- Dmitry Medvedev visits Kunashir Island, which is near Japan's island of Hokkaido
- Japan calls the visit "wrong"
- The islands have been a source of dispute since World War II
Moscow (CNN) -- Russian Prime Minister Dmitry Medvedev visited islands claimed by both Russia and Japan Tuesday, provoking an angry reaction from Tokyo.
He held a meeting with the governor of Sakhalin on Kunashir Island, which is near Japan's large northern island of Hokkaido.
Kunashir is one of the Kuril Islands, which Russia considers part of its Sakhalin region.
But Japan claims some of the islands as its territory.

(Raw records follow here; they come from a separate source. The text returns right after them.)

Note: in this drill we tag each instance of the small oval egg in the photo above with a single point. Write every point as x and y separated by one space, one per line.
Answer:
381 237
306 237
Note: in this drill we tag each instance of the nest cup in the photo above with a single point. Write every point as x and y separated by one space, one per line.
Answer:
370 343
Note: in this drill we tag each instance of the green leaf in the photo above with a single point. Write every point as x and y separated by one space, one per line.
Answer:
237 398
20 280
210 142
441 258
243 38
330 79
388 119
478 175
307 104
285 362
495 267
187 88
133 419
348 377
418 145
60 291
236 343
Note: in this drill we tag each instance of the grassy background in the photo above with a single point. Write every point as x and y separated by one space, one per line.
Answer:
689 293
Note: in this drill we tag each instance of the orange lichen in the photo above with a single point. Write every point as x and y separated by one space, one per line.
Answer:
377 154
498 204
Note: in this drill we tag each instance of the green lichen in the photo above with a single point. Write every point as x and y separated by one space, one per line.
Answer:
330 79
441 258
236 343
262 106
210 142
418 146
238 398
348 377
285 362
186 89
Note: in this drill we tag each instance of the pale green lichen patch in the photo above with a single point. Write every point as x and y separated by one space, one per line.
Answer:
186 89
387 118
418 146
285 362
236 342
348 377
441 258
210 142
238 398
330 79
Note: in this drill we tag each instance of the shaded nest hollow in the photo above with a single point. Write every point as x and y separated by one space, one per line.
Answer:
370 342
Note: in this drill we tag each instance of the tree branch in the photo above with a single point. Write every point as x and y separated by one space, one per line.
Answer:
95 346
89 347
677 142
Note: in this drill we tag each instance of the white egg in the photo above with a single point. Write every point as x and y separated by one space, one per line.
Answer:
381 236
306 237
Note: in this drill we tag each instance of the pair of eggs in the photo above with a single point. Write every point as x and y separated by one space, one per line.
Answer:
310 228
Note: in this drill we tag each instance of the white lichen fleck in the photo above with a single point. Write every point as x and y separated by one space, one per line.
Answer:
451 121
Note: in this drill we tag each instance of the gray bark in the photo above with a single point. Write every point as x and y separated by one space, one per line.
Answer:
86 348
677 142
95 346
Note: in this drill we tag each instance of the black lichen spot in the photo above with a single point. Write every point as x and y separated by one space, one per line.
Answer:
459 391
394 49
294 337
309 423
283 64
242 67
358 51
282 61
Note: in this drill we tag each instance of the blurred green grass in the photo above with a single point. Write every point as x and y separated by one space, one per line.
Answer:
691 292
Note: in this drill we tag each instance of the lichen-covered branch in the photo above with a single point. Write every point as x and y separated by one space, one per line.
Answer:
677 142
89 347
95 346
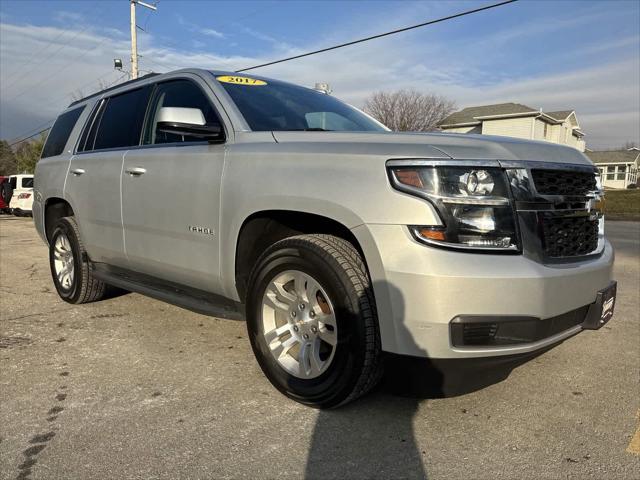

Japan's Chief Cabinet Secretary Osamu Fujimura said Tuesday that Russia was taking the "wrong position" with the visit.
Medvedev held talks with Sakhalin's governor on improving air transportation between islands, according to the Russian Federation's government website.
Former President Medvedev became the first Russian president to visit the islands when he went there in November 2010.
The Kurils stretch between Russia in the north and Japan in the south. Following Japan's defeat in World War II in 1945, the Soviet Union annexed the four southernmost islands, which previously belonged to Japan.
Ever since, the islands -- called the South Kurils by Russia and the Northern Territories by Japan -- have been the subject of dispute. That dispute has prevented the two countries from signing a formal peace treaty following World War II.